Riboswitches have been found to act as regulators of gene expression, particularly in bacteria, but also in plants and archaea. Riboswitches alter their secondary structure in response to the binding of a metabolite. This change in structure can result in the formation or disruption of a terminator, truncating or permitting transcription respectively. Alternatively, riboswitches may bind or occlude the Shine-dalgamo sequence, affecting translation. It has been suggested that these originated in an RNA-based world.

RNA in Information Storage:

RNA is a very similar molecule to DNA, and only has two chemical differences. The overall structure of RNA and DNA are immensely similar—one strand of DNA and one of RNA can bind to form a double helical structure.
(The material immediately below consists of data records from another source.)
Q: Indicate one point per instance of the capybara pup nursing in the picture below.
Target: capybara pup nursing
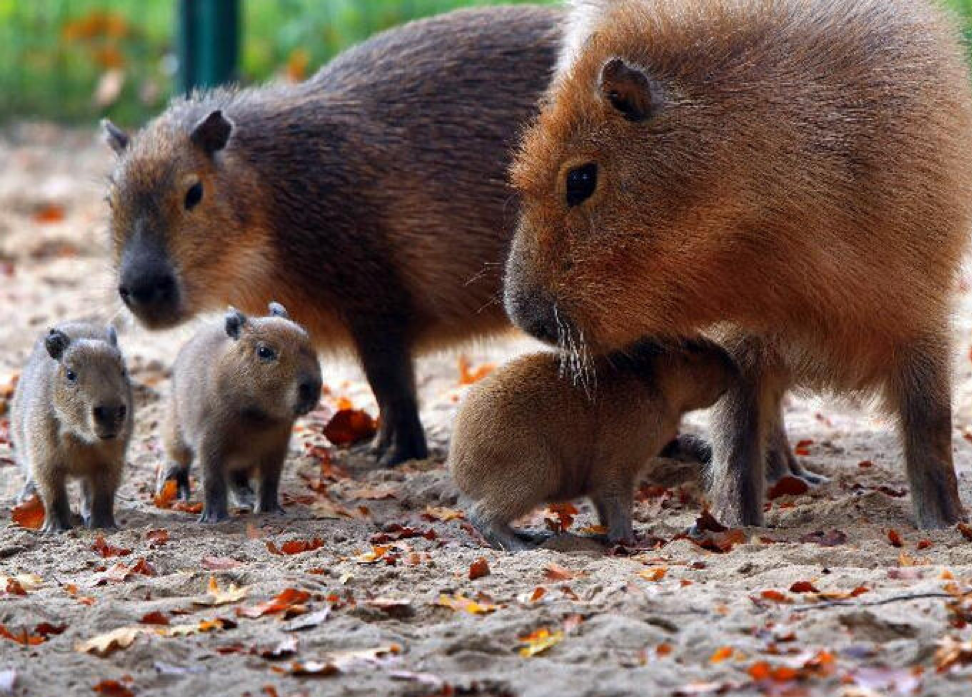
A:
(528, 435)
(371, 200)
(237, 389)
(794, 175)
(72, 418)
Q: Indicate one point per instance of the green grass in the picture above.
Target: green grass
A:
(53, 53)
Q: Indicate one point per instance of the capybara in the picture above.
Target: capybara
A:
(794, 176)
(237, 389)
(372, 199)
(528, 435)
(72, 417)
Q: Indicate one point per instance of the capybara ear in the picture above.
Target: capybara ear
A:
(57, 342)
(630, 90)
(235, 321)
(116, 138)
(212, 133)
(278, 310)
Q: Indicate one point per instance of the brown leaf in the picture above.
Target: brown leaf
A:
(29, 514)
(478, 569)
(106, 550)
(113, 688)
(788, 486)
(286, 602)
(350, 426)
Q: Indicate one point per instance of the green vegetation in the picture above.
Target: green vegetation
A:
(76, 60)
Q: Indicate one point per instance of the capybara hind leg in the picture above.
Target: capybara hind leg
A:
(739, 428)
(387, 364)
(780, 459)
(921, 393)
(241, 490)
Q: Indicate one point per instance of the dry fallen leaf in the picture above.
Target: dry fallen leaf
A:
(539, 641)
(106, 644)
(460, 603)
(350, 426)
(478, 569)
(215, 596)
(289, 603)
(29, 514)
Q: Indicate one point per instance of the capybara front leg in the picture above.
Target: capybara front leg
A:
(921, 392)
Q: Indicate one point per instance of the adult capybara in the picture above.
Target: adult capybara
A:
(371, 199)
(525, 435)
(72, 418)
(793, 175)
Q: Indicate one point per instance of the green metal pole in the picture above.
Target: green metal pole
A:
(208, 42)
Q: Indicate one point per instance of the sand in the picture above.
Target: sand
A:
(401, 616)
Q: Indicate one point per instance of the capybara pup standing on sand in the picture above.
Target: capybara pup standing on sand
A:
(371, 199)
(527, 435)
(794, 175)
(236, 391)
(72, 417)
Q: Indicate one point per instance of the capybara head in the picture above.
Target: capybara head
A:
(179, 230)
(271, 368)
(92, 395)
(619, 194)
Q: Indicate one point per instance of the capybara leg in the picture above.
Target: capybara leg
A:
(215, 508)
(28, 490)
(269, 498)
(388, 366)
(57, 511)
(922, 394)
(102, 505)
(241, 490)
(739, 427)
(614, 511)
(498, 533)
(780, 460)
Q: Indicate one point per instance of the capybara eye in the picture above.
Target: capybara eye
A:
(581, 183)
(266, 354)
(193, 196)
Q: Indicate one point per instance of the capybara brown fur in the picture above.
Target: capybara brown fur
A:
(72, 418)
(372, 199)
(528, 434)
(237, 389)
(795, 176)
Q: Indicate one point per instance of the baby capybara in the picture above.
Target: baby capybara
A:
(371, 199)
(72, 418)
(795, 176)
(237, 389)
(528, 435)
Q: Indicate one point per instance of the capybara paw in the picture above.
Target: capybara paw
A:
(211, 515)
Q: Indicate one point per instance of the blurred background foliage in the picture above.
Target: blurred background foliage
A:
(77, 60)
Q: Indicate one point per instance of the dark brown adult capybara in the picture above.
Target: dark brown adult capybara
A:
(371, 199)
(793, 175)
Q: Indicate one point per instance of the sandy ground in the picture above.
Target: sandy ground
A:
(372, 613)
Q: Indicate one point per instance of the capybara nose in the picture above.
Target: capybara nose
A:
(535, 313)
(308, 394)
(145, 291)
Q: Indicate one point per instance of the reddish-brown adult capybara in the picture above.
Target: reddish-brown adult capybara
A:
(793, 175)
(371, 200)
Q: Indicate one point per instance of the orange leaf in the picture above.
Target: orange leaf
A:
(350, 426)
(478, 569)
(29, 514)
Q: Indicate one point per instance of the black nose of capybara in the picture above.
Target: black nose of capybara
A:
(308, 394)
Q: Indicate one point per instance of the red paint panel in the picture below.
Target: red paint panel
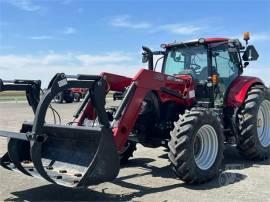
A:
(238, 90)
(116, 82)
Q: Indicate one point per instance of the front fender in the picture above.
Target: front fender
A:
(238, 89)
This makes the storage of information in RNA possible in a very similar way to the storage of information in DNA. However RNA is less stable.

Implications of the RNA World:

1. RNA world hypothesis, if true, has important implications for the definition of life. For most of the time that followed Watson and Crick’s elucidation of DNA structure in 1953, life was largely defined in terms of DNA and proteins: DNA and proteins seemed the dominant macromolecules in the living cell, with RNA only aiding in creating proteins from the DNA blueprint.

2. RNA world hypothesis places RNA at center-stage when life originated. This has been accompanied by many studies in the last ten years that demonstrate important aspects of RNA function not previously known-and supports the idea of a critical role for RNA in the mechanisms of life.

In 2001, the RNA world hypothesis received a boost with the deciphering of the 3-dimensional structure of the ribosome-which revealed that the key catalytic sites of ribosomes are composed of RNA, and that proteins hold no major structural role and are of peripheral functional importance.

Specifically, peptide bond formation, the reaction that binds amino acids together into proteins, is now known to be catalyzed by an adenine residue in the rRNA: the ribosome is a ribozyme. This finding suggests that RNA molecules were most likely capable of generating the first proteins.